Fortunately there has been some exciting science happening, not just for my cancer but all cancers, to find treatments that, separately or in combination, are more effective, longer lasting, and less toxic in their side effects. For instance, some drugs are being developed that can look for certain characteristics of tumors and then deliver a chemo payload only to cells that have that characteristic, which is more likely to be just be the nefarious malignant ones, thus sparing as many of the rest of the body’s cells as possible the chemo toxicity. For ovarian cancer in particular, which is especially intractable, some drugs find ways to reset the platinum sensitivity so that standard treatments can work effectively again. Others try to defeat the mechanisms themselves that make the cancer so entrenched.
And then there are therapies aimed at getting the immune system on board to help the body rid itself of these nefarious cells. Immune systems spend their days attacking things that don’t belong in healthy bodies, and yet cancers happen because for some reason they can’t manage to recognize or deal with certain cells, which then run amok. So there are a variety of modalities being looked at to help bodies do a better job of hunting these cells down and destroying them before they can get entrenched. Sometimes these therapies involve drugs with direct effects on tumor cells or the tumor cell environment in a way that will deter their proliferation.
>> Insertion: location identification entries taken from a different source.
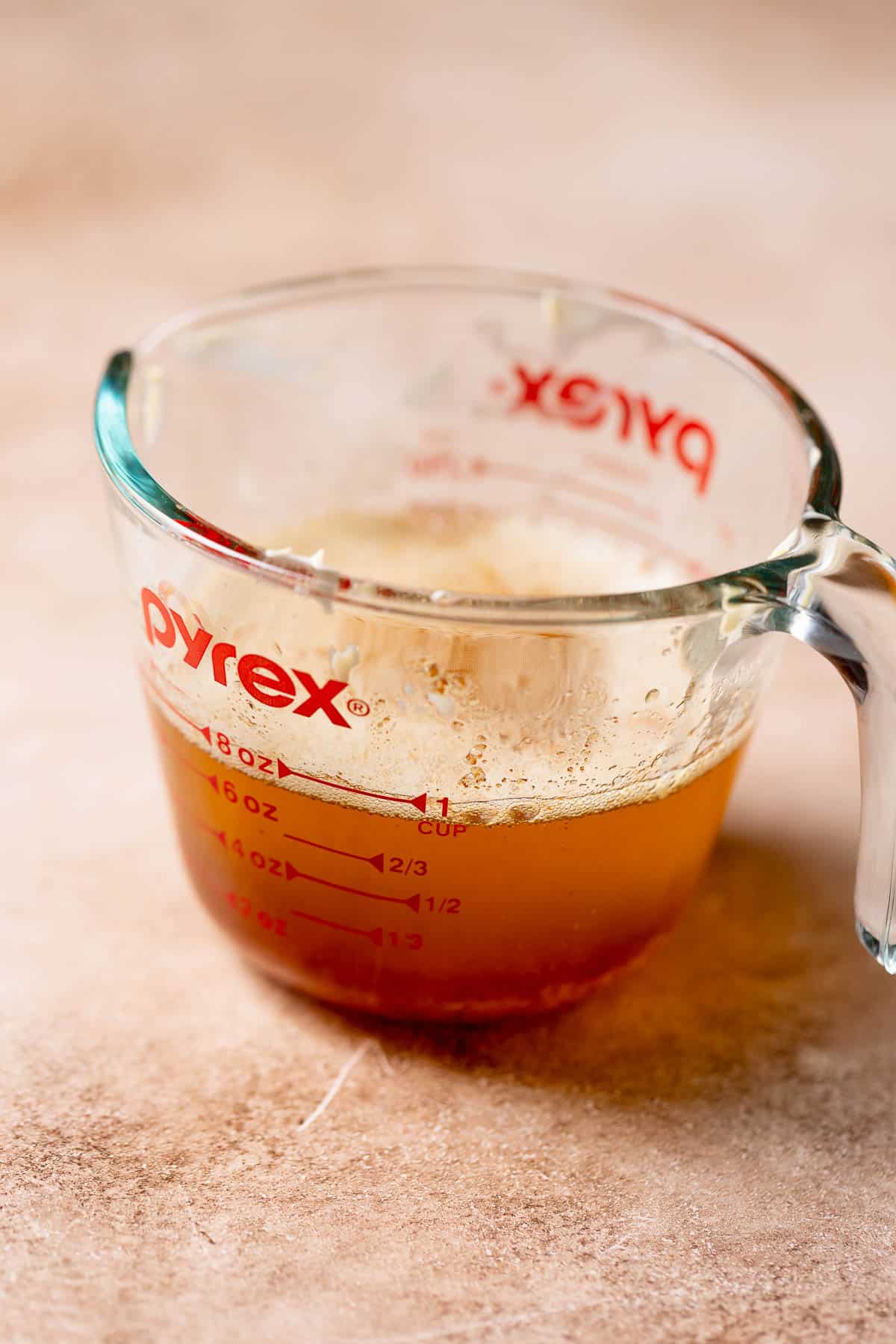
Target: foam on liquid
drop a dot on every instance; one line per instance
(507, 724)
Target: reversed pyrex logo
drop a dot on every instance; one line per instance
(585, 402)
(260, 676)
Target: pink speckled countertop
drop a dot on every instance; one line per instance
(704, 1151)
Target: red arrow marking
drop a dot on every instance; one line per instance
(284, 771)
(374, 934)
(218, 835)
(375, 859)
(173, 709)
(411, 902)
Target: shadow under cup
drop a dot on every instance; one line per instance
(433, 803)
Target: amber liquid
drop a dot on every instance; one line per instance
(422, 917)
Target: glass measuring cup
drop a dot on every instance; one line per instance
(432, 803)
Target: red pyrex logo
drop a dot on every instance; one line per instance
(265, 680)
(583, 402)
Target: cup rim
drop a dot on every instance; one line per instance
(139, 490)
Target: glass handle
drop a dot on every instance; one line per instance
(844, 605)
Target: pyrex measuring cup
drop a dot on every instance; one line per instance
(435, 803)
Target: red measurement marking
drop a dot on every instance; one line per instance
(218, 835)
(374, 934)
(376, 860)
(411, 902)
(284, 771)
(173, 709)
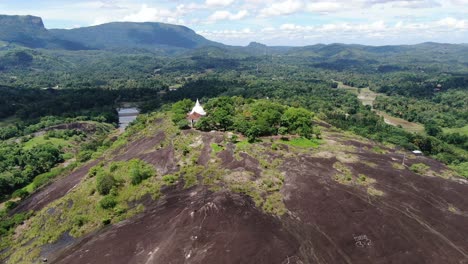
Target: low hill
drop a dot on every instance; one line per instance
(129, 34)
(163, 195)
(29, 31)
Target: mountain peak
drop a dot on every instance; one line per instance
(25, 22)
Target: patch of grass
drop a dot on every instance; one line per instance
(345, 176)
(81, 211)
(369, 163)
(461, 168)
(302, 142)
(190, 174)
(241, 145)
(274, 204)
(398, 166)
(45, 178)
(378, 150)
(212, 175)
(364, 180)
(420, 168)
(461, 130)
(170, 179)
(453, 209)
(216, 148)
(39, 140)
(374, 192)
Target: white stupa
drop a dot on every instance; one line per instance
(198, 109)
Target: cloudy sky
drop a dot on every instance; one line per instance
(282, 22)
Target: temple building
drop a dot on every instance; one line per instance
(196, 113)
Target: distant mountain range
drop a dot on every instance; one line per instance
(29, 31)
(167, 39)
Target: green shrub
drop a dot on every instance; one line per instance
(10, 205)
(84, 155)
(139, 171)
(104, 183)
(169, 179)
(106, 221)
(183, 124)
(419, 168)
(21, 193)
(108, 202)
(80, 220)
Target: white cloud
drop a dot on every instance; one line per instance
(152, 14)
(324, 6)
(215, 3)
(282, 8)
(226, 15)
(377, 32)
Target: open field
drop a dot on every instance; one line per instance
(367, 97)
(406, 125)
(461, 130)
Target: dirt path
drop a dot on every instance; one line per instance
(410, 223)
(190, 226)
(54, 191)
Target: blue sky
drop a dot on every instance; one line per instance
(283, 22)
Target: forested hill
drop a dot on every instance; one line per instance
(29, 31)
(129, 34)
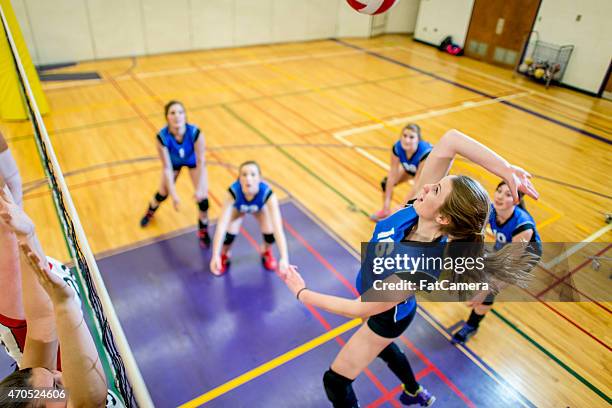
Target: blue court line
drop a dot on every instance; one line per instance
(469, 88)
(497, 376)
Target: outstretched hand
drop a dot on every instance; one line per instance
(57, 289)
(293, 279)
(517, 180)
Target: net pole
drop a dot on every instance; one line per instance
(141, 393)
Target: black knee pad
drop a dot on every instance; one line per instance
(203, 205)
(489, 300)
(339, 390)
(383, 184)
(391, 354)
(229, 238)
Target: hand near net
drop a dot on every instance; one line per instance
(57, 289)
(13, 216)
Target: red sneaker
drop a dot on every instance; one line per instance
(268, 260)
(225, 263)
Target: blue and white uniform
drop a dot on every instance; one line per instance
(245, 206)
(181, 154)
(520, 221)
(411, 164)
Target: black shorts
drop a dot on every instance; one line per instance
(384, 325)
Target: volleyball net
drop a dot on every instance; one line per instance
(119, 362)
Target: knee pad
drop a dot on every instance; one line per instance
(229, 238)
(10, 174)
(339, 390)
(160, 198)
(489, 300)
(383, 184)
(203, 205)
(391, 354)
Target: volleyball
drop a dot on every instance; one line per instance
(372, 7)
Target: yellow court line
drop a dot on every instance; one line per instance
(270, 365)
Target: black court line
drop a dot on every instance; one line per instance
(469, 88)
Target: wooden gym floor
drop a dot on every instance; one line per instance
(320, 117)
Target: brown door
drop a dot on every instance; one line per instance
(498, 29)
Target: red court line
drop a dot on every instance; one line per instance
(570, 273)
(321, 259)
(398, 389)
(435, 369)
(573, 288)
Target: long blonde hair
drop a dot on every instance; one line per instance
(467, 209)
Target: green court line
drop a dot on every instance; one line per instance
(503, 319)
(293, 159)
(553, 357)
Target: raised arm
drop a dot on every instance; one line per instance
(9, 172)
(453, 142)
(201, 178)
(41, 339)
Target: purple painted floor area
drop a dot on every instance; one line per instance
(191, 331)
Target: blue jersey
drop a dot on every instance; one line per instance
(256, 204)
(394, 229)
(411, 163)
(181, 154)
(520, 221)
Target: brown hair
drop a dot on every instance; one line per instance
(415, 128)
(521, 195)
(467, 208)
(170, 104)
(248, 162)
(18, 379)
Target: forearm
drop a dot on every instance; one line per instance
(81, 367)
(341, 306)
(455, 142)
(37, 305)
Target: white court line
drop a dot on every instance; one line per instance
(426, 115)
(506, 82)
(577, 247)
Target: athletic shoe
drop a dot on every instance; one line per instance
(147, 218)
(421, 397)
(204, 238)
(225, 263)
(268, 260)
(464, 334)
(379, 215)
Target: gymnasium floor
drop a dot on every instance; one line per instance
(320, 117)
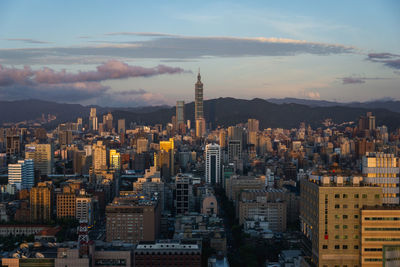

Other times it’s a therapy designed to reprogram the body’s own immune system to recognize and destroy the bad cells, like through T-cell therapy, or, by working with the body’s own “natural killer” cells, which tend to do a better job of remembering the threat and staying on guard against it. And then there are a variety of vaccine possibilities, including some using mRNA technology, all of which are designed to do for an immune system what a vaccine is always designed to do: teach it what a danger looks like and give it what it needs to fight it, ideally without all this extra poison, and hopefully once and for all.
It is, in some ways, a very exciting time to be a cancer patient. Cancer is already not what it used to be, and even for my extremely lethal one I was happy to discover last year that a late-stage diagnosis did not automatically mean a death sentence—at least not right away. But it is also terrifying. Every patient is in a race with the science to hang on long enough to benefit from the fruit of these discoveries. Someday we may all be saved, but will our own rescue come in time?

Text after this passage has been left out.